Categories: Statistics

9 replies »

  1. What is most worrying is the researchers think social and self-awareness is most important. That came up in “Abortion to build a master race” post. This may not be surprising, since people who are social are much easier to control and bend than those who are not. Plus, on the fight or flight side involving the amygdala, if flight occurs, that’s fine. If fight does, then what?

    I certainty think your “Note to self” comment could easily have explained the fight or flight response in the experiment!

  2. These studies make it seem that the academic left is desperate for justification, in order to counter an ingrained inferiority complex. As to the lack of real political difference between Democrats and Republicans (or Grits and Tories) see the latest posting at the Mises Institute:

    http://mises.org/daily/6367/Outlawing-Jobs-The-Minimum-Wage

    I particularly like the Oscar Wilde quote “when speaking one’s mind becomes more than a duty; it becomes a positive pleasure”. This could become your new motto, Briggs.

  3. Is it not strange that they always point out that the opponent politics is the one that is pathological?

    Strange indeed.

  4. Is it not strange that they always point out that the opponent politics is the one that is pathological?

    It’s actually a fairly effective strategy. If you have people (media and educators) repeating the lie for you enough, people start to question their belief as a gut reaction. Furthermore, it becomes less socially acceptable to have that viewpoint, because it’s associated with, “inferior pathology.” In a way it’s a natural progression from demeaning your opponent, “Conservatives are stupid,” becomes, “Conservatives are stupid because their brains are inferior.”
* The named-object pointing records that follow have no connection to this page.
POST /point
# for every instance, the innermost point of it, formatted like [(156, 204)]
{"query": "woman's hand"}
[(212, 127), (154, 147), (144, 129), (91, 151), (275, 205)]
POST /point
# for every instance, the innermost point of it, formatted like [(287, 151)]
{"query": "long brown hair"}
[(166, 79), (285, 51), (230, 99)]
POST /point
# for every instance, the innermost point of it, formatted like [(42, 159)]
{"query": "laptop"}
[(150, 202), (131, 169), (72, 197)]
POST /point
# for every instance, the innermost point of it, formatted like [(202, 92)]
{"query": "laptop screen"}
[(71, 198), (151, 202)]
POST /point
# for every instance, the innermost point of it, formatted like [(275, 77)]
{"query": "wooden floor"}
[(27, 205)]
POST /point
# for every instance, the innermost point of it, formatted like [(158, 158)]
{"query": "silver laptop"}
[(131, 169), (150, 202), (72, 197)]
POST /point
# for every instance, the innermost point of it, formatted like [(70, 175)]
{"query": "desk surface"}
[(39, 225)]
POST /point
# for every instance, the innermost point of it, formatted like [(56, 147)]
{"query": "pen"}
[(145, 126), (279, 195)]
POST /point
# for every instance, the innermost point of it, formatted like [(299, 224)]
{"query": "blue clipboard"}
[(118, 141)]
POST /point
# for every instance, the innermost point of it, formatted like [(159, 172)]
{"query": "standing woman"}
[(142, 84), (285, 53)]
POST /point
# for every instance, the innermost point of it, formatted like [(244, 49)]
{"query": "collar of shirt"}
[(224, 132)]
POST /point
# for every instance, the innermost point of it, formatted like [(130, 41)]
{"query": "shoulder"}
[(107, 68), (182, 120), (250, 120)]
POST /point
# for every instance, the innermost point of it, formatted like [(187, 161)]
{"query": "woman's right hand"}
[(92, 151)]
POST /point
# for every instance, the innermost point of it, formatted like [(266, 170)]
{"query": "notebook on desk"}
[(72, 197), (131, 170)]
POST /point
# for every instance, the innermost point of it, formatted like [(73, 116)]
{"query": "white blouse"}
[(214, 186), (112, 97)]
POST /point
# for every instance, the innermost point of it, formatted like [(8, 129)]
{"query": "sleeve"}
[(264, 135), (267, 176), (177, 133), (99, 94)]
  5. So then, I wonder whether the dead fish would turn out to be a Republican or a Democrat? Remember the MRI experiment with the dead fish?

  6. “r-selected liberals, K-selected conservatives”

    On the other hand, it looks like Sarah Palin and relatives tend to be r-strategists.

    On the gripping hand, it’s a mistake to generalize from one example.

  7. Briggs, congratulations on convincing quite a few commentors that the paper does anything like pathologising political behaviour. Sheri immediately concludes that they consider social and self-awareness more important, but seeing as the researcher mentioned claims to be a Republican, Andy’s claim suggests that he thinks it pathological. Funnily enough, neither the article nor the paper itself say anything positive or negative about either way of thinking.

    Can’t you reject the paper without adding to it? (At the very least get it the right way round.) It’s just a pity people will probably pay more attention to the pathology remark than to the all-too-rarely-acknowledged fact that there are more than two ways to think.